The previous break-even target of 2010 has been abandoned, with the airline targeting annual growth in capacity of 8-10 per cent going forward (MEED 6:6:08).
An internal memo leaked to the local press in early August suggested the airline was facing a $1bn loss over two years, with long-standing operational problems compounded by rising fuel costs.
This would mean daily losses were double those conceded by chief executive officer Bjorn Naf in June this year, which he said stood at around $600,000 a day. At that level the total loses over two years would be around $440m.

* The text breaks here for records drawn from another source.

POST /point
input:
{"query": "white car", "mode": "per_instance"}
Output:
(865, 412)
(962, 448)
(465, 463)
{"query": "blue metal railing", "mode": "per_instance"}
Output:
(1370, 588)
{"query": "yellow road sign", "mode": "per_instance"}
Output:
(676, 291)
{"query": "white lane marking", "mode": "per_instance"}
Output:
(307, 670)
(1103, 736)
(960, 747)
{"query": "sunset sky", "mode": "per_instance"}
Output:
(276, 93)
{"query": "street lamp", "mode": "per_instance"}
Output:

Gulf Air has rejected the memo as inaccurate and out-of-date, reflecting only a possible scenario if the market does not pull out of its downturn and the company’s restructuring and expansion efforts backfire.
“I think this memo is an absolute worst-case scenario,” says a company official. “Bjorn [Naf] has said he expects to break even within five years, which would take us through to 2013.”
Financial information has been a closely-guarded secret at Gulf Air since Naf’’s predecessor, Andre Dose, revealed the company was haemorrhaging $1m a day in Paril last year. Those losses have since been reduced by around a third.
However Naf conceded to MEED in June that the company’s fuel bill, which now accounts for some 35 per cent of total costs, had offset efforts to cut its losses further.